O programa [Main2] é o seguinte:

package istia.st.springioc.troistier.main;

import org.springframework.beans.factory.xml.XmlBeanFactory;
import org.springframework.core.io.ClassPathResource;

import istia.st.springioc.troistier.ui.IUi;

public class Main2 {

    public static void main(String[] args) {
         // recupera-se uma implementação da interface IUi
        IUi ui = (IUi) (new XmlBeanFactory(new ClassPathResource("spring-config-02.xml"))).getBean("ui");
         // utiliza-se a classe
        int a = 10, b = 20;
        int res = ui.doSomethingInUiLayer(a, b);
         // exibe-se o resultado
        System.out.println("ui(" + a + "," + b + ")=" + res);
    }

}

O programa [Main2] utiliza o arquivo de configuração [spring-config-02.xml] e, portanto, as implementações [Ui2, Metier2, Dao2] das camadas.

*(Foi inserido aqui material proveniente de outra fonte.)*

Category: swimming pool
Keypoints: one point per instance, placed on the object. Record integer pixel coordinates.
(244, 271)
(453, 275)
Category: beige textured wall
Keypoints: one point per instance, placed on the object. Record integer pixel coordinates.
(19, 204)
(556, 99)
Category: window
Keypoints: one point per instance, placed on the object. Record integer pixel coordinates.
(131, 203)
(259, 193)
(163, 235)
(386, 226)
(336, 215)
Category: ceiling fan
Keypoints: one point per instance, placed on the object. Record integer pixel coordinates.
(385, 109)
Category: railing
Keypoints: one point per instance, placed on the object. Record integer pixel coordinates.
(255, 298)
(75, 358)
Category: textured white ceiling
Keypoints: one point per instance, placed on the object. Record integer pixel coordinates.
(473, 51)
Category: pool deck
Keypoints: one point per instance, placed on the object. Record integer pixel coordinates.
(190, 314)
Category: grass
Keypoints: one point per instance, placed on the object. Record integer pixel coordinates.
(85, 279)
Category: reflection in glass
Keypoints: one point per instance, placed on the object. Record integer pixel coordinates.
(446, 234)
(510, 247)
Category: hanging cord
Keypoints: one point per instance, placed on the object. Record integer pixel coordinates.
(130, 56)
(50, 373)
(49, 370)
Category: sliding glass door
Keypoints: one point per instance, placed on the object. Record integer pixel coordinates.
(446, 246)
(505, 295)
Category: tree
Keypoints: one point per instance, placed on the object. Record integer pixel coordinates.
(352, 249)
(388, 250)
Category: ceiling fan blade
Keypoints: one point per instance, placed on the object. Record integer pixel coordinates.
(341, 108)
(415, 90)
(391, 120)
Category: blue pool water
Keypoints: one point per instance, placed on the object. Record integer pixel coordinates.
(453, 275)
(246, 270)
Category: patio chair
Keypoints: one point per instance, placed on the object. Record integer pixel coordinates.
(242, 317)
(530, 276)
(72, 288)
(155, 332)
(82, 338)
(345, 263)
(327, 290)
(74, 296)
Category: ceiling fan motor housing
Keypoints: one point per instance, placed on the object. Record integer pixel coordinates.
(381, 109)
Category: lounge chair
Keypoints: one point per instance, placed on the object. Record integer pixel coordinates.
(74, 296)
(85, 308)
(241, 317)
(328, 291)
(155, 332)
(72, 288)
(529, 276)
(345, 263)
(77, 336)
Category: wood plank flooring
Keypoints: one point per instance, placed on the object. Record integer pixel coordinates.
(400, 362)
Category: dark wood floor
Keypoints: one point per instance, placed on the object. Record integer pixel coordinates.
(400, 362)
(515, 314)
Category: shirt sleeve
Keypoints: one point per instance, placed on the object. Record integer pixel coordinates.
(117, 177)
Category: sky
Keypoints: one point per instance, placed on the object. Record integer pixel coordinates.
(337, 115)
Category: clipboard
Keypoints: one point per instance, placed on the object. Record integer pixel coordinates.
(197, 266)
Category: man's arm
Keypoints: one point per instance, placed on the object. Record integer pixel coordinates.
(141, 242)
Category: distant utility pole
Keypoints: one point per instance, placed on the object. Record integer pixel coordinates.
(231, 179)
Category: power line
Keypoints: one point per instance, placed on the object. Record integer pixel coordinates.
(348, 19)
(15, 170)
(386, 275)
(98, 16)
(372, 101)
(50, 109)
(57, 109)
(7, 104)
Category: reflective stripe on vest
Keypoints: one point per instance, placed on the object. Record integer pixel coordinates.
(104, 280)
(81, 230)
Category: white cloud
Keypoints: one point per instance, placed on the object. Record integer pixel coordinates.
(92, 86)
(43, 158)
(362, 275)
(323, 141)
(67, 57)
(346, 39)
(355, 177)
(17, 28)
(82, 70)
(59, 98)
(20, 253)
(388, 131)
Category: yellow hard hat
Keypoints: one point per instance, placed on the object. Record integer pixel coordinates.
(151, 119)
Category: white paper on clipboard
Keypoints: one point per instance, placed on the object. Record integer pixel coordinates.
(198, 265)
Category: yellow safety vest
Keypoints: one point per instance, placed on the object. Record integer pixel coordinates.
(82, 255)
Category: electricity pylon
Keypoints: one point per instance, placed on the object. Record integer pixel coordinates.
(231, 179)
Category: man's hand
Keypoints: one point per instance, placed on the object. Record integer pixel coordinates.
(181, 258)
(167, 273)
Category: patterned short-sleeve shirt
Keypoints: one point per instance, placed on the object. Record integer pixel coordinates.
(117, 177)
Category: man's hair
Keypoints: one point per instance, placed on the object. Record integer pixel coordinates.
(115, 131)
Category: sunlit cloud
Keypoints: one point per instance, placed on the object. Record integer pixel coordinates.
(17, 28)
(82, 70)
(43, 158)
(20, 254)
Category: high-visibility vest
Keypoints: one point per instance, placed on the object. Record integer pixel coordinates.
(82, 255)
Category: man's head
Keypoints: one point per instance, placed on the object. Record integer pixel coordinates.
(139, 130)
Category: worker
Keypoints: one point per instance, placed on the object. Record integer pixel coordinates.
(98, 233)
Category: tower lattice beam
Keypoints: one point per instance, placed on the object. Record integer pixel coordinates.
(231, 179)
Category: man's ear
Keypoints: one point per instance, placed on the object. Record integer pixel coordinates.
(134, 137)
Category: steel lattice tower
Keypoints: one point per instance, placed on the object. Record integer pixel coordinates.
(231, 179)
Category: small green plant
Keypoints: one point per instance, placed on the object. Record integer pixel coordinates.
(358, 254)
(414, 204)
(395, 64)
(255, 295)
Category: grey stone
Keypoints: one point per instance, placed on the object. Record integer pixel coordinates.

Os resultados obtidos no console do Eclipse:

ui(10,20)=-10

15.4. Conclusion

O aplicativo que criamos possui grande flexibilidade de evolução. É possível alterar a implementação de uma camada por meio de uma simples configuração. O código das demais camadas permanece inalterado. Isso é possível graças ao conceito IoC, que é um dos dois pilares do Spring. O outro pilar é o AOP (Programação Orientada a Aspectos), que ainda não apresentamos. Ele permite adicionar, também por meio de configuração, “comportamento” a um método de classe sem alterar o código da mesma.